A successful AML framework prioritizes a comprehensive alert investigation process with

  1. Clear escalation pathways and guidance
  2. Product-specific reviews with procedures to identify suspicious activity specific to each product’s intended usage
  3. An exhaustive list of red flag indicators, including up-to-date high-risk jurisdictions
  4. A review approach tailored to customer facts, trends, and peers
  5. Utilization of signals from cross-functional compliance teams
  6. Proper remediation of past risk exposures with lookback procedures

 

  1. Lines of Defense

Establishing roles and responsibilities for the 1st, 2nd, and 3rd line is critical for ensuring there is proper segregation of duties, and the necessary controls required are being implemented through the organization.

TD Banks failures mentioned throughout the consent order highlight a failure to establish roles and responsibilities between the various lines of defense. Negligence within the AML department around deficient policies and procedures, inadequate staffing, outdated trainings, and a siloed governance structure represents how proper segregation of duties was ignored and the necessary controls were not implemented.

Between 2018 to 2020, TD Bank’s Internal Audit identified issues such as inadequate staffing, high-risk jurisdictions not properly monitored, and past-due reviews for up to three years, and appropriate actions weren’t taken.

Clearly delineated lines of defense ensure that everyone has a role to play in effectively mitigating AML risks.

 

  1. Technology & Systems

Tools and systems help a program function efficiently and ensure that compliance teams have the necessary information to correctly mitigate risk. A strong AML program relies on technology & systems to correctly identify money laundering typologies and red flags such as:

  • Unusual customer behavior
  • Structuring (e.g., Smurfing)
  • Funnel accounts
  • Use of wire transfers
  • Use of credit cards, checks, promissory notes
  • Frequent and rapid movement of funds
  • Multiple large transactions
  • High-risk jurisdictions

TD Bank’s failure to invest in the technology necessary to implement its program, which required a functioning transaction monitoring system, led to failures to identify and timely report money laundering activity. In late 2019, TD Bank decided to consider changing vendors for its transaction monitoring system but did not select the successor system until early 2021. The new transaction monitoring system only began a phased implementation in August 2024 and will continue roll out in phases extending in 2025.

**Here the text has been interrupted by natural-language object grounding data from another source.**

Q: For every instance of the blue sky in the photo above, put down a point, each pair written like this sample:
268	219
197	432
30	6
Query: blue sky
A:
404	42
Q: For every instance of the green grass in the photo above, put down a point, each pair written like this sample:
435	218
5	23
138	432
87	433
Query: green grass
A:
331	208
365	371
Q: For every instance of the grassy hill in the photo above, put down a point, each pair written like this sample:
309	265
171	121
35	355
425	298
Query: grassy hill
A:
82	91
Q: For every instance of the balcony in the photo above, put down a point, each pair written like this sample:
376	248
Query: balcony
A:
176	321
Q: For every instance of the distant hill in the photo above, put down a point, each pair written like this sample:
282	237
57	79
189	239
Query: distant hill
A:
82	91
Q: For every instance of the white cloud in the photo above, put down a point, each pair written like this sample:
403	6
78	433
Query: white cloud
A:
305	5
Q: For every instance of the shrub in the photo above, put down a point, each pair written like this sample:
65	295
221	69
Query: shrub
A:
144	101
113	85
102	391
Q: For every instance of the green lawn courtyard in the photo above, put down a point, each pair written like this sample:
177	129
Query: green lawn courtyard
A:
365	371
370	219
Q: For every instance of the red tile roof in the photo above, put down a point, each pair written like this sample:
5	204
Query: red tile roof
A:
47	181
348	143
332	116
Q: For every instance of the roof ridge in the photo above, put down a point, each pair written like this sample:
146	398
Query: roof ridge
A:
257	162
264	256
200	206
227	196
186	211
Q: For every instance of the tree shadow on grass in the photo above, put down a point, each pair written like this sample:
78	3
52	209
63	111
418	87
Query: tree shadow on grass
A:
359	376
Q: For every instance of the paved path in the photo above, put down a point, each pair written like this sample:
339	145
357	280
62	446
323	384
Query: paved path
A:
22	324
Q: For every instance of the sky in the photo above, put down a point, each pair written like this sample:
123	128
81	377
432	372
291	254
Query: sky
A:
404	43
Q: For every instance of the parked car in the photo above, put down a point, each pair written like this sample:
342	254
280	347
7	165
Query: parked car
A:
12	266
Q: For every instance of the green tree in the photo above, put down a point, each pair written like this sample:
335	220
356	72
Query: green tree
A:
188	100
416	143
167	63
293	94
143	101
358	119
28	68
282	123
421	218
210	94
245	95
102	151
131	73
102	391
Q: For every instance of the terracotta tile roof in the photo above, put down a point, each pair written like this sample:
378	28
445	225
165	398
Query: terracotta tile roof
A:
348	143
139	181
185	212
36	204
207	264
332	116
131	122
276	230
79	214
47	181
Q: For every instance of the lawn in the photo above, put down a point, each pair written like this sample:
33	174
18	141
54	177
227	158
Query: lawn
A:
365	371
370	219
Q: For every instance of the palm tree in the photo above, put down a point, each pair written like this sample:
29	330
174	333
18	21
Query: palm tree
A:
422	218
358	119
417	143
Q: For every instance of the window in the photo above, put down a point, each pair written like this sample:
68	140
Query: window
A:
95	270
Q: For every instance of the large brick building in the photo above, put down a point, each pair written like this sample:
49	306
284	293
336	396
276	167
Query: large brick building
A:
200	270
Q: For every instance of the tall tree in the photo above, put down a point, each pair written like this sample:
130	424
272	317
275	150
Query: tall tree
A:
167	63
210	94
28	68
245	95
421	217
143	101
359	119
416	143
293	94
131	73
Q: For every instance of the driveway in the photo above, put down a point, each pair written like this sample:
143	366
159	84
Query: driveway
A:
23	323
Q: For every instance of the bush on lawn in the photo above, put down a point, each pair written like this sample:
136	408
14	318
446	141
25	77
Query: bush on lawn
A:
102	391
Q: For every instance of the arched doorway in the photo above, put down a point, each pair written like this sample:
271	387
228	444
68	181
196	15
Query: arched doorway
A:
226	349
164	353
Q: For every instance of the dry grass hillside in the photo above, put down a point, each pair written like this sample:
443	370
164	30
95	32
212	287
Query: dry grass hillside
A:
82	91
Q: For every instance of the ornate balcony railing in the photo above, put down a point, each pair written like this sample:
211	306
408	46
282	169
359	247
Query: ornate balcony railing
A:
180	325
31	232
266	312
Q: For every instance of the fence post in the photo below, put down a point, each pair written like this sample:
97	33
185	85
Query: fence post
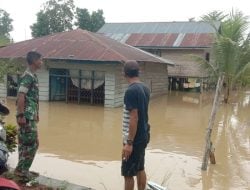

A successful AML framework prioritizes robust models and tooling designed for the needs of the program, with

  1. A full, up-to-date coverage of transactions
  2. Properly mapped data elements for models and rules to utilize
  3. The ability to customize thresholds and conditions to meet specific needs, such as product nuances
  4. Proper priorities such that mitigation of risk is not compromised by reduction of false positives
  5. Investment in a tech stack designed to make reviews effective
  6. The ability to adapt to changing requirements in a timely manner
  7. An iterative approach to development to ship and enhance risk mitigating features quickly
  8. Utilization of AI in key areas within an AML program such as customer segmentation and the categorization of SAR data

Learning from the TD Bank Case

Following these violations, TD Bank has agreed to remediate several key areas, including upgrading its TMS with advanced scenarios to detect suspicious activity, hiring over 700 AML specialists to address staffing shortages, establishing a BSA/AML oversight committee, and appointing new leadership. The bank is also improving customer due diligence processes for high-risk customers and conducting a SAR lookback to review and report previously missed suspicious transactions. By addressing these critical gaps, TD Bank can rebuild trust with regulators and avoid further costly fines. The issues addressed above highlight the necessity to apply a comprehensive and effective framework to every BSA/AML program.